Writing in Human Events, the Eagle Forum’s Phyllis Schlafly attacks the Supreme Court, not only for its ruling in the Hamdan case, but for even hearing the case at all
The Supreme Court had no business taking the Hamdan case. Congress had passed the Detainee Treatment Act of 2005 withdrawing jurisdiction over Guantanamo prisoners’ habeas corpus petitions from every “court, justice, or judge” except the U.S. Court of Appeals for the District of Columbia.
The Supreme Court did not, and could not, dispute Congress’ power to do exactly that. The U.S. Constitution clearly grants this power to Congress.

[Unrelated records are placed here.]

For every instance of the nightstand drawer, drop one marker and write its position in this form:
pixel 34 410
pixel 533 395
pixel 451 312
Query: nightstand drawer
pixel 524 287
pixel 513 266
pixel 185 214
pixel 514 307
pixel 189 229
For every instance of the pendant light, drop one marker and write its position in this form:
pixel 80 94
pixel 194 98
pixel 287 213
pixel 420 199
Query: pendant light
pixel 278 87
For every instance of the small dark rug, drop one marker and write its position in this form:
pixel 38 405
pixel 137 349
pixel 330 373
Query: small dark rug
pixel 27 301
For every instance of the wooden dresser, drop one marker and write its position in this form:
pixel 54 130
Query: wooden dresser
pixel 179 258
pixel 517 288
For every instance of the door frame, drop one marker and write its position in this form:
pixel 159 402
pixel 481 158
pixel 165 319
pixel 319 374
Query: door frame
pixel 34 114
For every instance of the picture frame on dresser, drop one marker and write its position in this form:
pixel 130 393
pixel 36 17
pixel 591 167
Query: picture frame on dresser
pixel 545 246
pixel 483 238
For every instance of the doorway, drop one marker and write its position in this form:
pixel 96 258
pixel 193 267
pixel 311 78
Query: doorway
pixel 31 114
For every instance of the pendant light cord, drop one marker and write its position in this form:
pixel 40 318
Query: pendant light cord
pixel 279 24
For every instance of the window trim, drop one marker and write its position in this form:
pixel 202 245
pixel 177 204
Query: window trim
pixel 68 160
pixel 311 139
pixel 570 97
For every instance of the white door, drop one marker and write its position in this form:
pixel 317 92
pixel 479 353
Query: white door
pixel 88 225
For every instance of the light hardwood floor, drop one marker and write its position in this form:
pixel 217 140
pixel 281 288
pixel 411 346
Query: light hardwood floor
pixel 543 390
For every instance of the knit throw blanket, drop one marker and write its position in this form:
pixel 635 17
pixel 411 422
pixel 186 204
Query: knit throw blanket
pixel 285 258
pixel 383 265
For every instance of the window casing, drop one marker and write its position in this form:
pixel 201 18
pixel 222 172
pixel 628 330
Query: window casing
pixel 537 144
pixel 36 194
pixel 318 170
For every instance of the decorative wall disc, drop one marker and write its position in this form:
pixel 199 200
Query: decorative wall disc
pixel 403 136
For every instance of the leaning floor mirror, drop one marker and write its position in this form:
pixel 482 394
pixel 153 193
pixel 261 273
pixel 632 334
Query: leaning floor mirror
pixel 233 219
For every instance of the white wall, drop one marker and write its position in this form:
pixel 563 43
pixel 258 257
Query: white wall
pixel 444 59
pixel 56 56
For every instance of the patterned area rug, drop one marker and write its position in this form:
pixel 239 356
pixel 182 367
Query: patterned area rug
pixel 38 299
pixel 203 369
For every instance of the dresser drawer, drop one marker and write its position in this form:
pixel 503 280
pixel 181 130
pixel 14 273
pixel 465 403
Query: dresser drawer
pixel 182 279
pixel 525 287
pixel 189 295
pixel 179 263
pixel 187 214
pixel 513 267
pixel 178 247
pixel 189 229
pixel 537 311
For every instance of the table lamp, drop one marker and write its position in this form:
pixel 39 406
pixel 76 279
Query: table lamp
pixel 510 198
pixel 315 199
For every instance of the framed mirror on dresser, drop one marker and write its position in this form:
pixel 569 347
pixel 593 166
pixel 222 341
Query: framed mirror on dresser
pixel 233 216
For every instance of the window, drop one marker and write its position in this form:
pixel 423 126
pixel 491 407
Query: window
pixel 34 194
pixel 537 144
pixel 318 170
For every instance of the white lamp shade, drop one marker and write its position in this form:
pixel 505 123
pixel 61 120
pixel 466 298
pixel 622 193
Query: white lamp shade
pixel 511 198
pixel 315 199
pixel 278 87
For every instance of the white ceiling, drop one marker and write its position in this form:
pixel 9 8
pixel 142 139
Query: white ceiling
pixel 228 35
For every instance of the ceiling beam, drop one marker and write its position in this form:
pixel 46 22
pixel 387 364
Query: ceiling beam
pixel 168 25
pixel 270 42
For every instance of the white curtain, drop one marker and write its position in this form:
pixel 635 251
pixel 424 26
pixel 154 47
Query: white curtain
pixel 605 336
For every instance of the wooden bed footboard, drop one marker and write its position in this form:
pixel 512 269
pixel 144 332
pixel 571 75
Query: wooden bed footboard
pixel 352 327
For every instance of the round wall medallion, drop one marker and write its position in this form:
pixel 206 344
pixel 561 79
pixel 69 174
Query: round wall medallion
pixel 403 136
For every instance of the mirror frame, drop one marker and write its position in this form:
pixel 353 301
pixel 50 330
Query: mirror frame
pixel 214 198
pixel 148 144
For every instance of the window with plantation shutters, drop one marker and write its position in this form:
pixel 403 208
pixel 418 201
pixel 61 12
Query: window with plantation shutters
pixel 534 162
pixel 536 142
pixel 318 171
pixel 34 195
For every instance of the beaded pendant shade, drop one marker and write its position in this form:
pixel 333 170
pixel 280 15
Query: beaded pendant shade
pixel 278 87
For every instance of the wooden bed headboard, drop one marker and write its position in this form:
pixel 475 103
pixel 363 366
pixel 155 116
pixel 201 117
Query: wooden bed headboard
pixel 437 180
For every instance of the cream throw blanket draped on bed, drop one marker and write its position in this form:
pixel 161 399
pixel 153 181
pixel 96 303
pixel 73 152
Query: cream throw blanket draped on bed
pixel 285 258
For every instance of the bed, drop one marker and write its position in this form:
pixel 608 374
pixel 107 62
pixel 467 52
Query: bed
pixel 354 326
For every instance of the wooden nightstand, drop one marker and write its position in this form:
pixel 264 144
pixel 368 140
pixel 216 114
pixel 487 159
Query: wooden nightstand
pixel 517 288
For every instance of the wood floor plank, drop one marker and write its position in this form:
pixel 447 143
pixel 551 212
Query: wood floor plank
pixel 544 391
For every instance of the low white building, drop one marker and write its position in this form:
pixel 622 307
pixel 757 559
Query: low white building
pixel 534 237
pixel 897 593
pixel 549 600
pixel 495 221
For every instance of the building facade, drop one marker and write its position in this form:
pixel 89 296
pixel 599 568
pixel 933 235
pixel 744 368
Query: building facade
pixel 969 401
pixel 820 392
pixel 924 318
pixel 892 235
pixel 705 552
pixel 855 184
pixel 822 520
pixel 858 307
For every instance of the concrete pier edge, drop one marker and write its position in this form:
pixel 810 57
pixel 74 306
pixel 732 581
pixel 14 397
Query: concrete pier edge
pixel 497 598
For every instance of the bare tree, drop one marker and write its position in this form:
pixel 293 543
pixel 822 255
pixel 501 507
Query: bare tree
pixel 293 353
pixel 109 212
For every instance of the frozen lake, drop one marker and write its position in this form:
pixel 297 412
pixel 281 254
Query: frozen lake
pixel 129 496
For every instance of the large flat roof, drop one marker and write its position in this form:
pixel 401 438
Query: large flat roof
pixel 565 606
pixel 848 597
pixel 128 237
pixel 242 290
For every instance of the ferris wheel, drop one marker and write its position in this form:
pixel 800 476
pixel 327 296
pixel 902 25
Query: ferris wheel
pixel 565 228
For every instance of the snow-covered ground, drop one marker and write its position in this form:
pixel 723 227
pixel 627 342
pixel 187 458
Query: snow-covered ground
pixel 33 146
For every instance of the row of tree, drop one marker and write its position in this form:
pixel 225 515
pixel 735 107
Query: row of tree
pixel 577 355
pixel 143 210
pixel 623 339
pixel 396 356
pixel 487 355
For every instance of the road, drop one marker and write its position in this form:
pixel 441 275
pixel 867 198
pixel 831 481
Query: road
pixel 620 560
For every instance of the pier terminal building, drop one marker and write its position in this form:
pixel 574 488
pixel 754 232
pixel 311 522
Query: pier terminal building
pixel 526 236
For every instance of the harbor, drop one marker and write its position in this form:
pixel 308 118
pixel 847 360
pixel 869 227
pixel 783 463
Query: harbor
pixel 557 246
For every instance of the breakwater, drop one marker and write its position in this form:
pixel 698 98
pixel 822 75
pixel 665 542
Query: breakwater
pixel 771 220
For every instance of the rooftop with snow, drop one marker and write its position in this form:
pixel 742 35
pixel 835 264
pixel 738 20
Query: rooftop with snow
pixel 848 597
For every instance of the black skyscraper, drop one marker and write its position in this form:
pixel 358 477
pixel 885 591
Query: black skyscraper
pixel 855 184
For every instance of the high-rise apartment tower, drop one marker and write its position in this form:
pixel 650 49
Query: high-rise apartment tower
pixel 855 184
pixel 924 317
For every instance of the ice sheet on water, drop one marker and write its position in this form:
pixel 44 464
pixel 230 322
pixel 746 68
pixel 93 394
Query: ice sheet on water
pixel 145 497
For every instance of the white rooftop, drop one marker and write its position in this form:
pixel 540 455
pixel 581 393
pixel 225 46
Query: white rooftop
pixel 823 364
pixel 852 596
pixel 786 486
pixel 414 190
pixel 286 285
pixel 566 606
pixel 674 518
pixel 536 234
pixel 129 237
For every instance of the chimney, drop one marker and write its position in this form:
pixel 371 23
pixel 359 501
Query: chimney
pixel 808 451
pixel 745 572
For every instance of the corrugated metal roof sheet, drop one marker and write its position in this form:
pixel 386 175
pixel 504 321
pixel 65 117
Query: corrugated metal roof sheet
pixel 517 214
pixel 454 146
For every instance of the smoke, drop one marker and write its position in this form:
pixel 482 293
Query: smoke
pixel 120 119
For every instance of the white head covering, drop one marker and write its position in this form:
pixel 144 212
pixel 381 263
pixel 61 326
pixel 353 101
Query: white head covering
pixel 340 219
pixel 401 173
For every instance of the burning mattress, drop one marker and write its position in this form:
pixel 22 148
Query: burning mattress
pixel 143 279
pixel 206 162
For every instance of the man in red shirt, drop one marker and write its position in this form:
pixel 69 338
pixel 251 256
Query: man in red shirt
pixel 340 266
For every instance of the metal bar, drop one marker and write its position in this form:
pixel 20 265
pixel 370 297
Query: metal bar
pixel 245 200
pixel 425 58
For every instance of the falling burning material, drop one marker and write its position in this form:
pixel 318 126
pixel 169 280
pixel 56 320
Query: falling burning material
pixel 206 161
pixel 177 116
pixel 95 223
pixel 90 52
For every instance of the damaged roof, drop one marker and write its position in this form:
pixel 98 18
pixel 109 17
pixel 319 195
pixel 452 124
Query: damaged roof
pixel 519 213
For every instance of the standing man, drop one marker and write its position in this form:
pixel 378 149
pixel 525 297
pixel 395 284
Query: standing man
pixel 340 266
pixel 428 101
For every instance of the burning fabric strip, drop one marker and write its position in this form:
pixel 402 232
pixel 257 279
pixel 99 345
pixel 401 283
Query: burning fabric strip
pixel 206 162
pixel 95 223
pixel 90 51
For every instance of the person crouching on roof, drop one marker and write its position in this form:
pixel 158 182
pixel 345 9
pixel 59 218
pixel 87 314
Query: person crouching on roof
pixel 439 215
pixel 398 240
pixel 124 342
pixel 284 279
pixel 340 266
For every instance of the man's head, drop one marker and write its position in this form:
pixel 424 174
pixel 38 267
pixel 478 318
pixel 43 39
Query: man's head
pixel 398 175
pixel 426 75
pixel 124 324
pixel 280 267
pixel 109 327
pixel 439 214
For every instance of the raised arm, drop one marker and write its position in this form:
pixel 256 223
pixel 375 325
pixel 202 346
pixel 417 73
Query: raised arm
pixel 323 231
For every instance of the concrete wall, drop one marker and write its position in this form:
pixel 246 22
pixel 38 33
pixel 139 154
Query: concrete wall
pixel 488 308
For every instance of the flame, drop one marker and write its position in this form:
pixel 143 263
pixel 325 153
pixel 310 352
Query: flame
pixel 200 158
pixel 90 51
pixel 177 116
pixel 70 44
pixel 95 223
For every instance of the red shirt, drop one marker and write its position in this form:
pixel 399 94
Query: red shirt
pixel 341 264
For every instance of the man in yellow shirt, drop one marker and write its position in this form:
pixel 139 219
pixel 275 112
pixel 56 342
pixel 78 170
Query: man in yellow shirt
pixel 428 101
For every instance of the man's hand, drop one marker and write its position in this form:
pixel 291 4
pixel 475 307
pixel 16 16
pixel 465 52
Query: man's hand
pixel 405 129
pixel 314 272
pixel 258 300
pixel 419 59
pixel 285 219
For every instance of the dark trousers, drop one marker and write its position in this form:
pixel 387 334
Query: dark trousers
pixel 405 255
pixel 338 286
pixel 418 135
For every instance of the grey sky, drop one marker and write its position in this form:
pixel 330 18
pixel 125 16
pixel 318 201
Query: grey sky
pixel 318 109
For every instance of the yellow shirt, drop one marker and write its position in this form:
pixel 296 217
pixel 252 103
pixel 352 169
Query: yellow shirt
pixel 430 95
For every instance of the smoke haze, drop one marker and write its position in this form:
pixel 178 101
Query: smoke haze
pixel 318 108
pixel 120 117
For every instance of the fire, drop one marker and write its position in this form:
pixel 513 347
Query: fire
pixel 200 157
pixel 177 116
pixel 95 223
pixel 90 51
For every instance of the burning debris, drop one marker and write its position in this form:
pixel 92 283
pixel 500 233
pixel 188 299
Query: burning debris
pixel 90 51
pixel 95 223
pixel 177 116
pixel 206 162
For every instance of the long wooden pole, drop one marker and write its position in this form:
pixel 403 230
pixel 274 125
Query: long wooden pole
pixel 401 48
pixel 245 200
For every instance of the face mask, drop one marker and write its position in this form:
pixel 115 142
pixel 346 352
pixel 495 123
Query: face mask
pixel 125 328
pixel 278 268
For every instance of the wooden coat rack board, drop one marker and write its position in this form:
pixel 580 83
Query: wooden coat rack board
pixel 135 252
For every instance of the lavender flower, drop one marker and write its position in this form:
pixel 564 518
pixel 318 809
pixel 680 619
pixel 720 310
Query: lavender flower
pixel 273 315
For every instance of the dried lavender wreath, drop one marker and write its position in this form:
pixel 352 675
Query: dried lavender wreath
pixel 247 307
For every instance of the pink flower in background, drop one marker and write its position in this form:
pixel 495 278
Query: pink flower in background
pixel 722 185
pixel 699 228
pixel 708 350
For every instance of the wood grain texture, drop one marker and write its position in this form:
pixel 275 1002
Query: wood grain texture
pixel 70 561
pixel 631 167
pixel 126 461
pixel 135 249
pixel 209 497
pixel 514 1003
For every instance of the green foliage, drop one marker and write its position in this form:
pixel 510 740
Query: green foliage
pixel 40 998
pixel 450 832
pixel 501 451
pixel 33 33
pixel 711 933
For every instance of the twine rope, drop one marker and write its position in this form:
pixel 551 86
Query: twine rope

But the court held that pending cases were exempt from this particular withdrawal of jurisdiction even though the law did not say that. Justice John Paul Stevens’ majority decision ignored what Justice Scalia’s dissent called a “plain directive,” and (in the words of a primary sponsor of the Detainee Act, Sen. Lindsey Graham, R-S.C.) “made legal contortions to get the result the Court wanted.”
Relying on Sen. Lindsey Graham’s interpretation of what the Detainee Treatment Act of 2005 said about cases such as Hamdan is not particularly convincing, considering that he and Sen. Kyl snuck a bogus exchange into the Congressional Record in an attempt to make it look like Congress shared their view on this issue when that was not at all the case.
As Slate’s Emily Bazelon explained
[Kyl and Graham’s fictional exchange] was inserted into the Congressional Record just before the law passed, which means that the colloquy did not alert other members of Congress to the views it contains. Inserting comments into the Record is standard practice in Congress. What’s utterly nonstandard is implying to the Supreme Court that testimony was live when it wasn’t. The colloquy is evidence of what Kyl and Graham thought about the meaning of the DTA. But it doesn’t show that any other member of Congress shared their understanding. Everything else in the record that directly addresses whether the DTA forces the Supreme Court to toss Hamdan comes from Levin or another Democrat—and explicitly states that the DTA leaves Hamdan alone.
Graham and Kyl even went so far as to script this phony exchange that included a “fake interruption by a third senator and dialogue about their floor time running out” in hopes of fooling the Supreme Court into thinking that the DTA meant something that the majority in the Senate did not intend.
Fortunately, it didn’t work – though it did manage to fool Schlafly.